Background:  S/GSK134957 is a potent once-daily unboosted integrase inhibitor (INI) under clinical development. Previous studies with a subset of clinically relevant integrase mutant virus demonstrated limited cross resistance to other integrase inhibitors in vitro. When virus was passaged in the presence of S/GSK134957, highly resistant mutants were not isolated, but mutations that conferred low-fold change (maximum fold change=4.1) were identified within and around the integrase active site. Herein, we demonstrate S/GSK134957 profile against a large panel of clinically relevant integrase mutants.

Methods:  Seventy integrase inhibitor-resistance associated site-directed molecular clones (SDM) were constructed from the wild-type molecular clone pNL432. Viral fitness was assessed with replication in PBMCs and/or with a HeLa-CD4 cell single round infection assay. Mutations assessed were primarily those associated with raltegravir (RAL) and elvitegravir (ELV)-resistant viruses (RVs) observed in clinical trials, and included double mutations in the 3 RAL resistance pathways (Y143C/H/R, Q148H/K/R and N155H). Novel triple-quintuple mutations identified during passage of Q148H/K/R clones in the presence of S/GSK134957 were also included. Ten site-directed molecular clones replicated poorly, and the fold change (FC) in susceptibility against the remaining 60 site-directed molecular clones was determined with a HeLa-CD4 cell assay.

Results:  In RAL-related resistant viruses, all 143 and 155 pathway viruses were still sensitive (FC<5) to S/GSK134957. G140S/Q148H, a significant RAL-RV in the Q148 pathway, was still sensitive to S/GSK134957. S/GSK134957 showed reduced activity against E138K/Q148K (fold change =19) and G140S/Q148R (fold change =8.4). Addition of T97A, M154I, or V201I, to G140S/Q148H increased S/GSK134957 resistance. Among ELV-related RVs, all viruses remained sensitive to S/GSK134957. For the 28 single mutant site-directed molecular clones, S/GSK134957 demonstrated low fold change (<5). For the 28 double mutant site-directed molecular clones, S/GSK134957 demonstrated low fold change (<5) in activity against all except E138K/Q148K, G140S/Q148R, and Q148R/N155H. These integrase inhibitor-resistant viruses had relatively low replication rates compared to wild-type virus.

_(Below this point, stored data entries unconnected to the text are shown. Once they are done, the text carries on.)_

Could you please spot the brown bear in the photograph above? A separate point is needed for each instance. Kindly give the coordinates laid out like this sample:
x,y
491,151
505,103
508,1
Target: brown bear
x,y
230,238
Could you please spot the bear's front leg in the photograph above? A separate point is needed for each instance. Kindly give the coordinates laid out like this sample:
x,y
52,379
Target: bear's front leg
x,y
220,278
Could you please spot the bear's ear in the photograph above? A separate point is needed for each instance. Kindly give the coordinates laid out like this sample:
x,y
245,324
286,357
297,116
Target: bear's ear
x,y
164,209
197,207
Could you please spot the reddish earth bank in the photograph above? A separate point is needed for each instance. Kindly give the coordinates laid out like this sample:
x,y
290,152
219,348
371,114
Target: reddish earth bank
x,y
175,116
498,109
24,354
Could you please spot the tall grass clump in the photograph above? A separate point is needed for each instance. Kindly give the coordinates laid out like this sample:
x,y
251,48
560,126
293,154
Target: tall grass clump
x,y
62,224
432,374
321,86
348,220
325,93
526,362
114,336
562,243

Conclusions:  S/GSK134957 has a markedly different resistance profile, as evidenced by limited cross-resistance to RAL-resistant site-directed molecular clones. All single mutant and 25/28 double mutants did not alter fold change activity to S/GSK134957 >5. These data show that S/GSK134957 has a resistance profile distinct from RAL and ELV, and demonstrates the potential for S/GSK134957 to have a higher genetic barrier to resistance.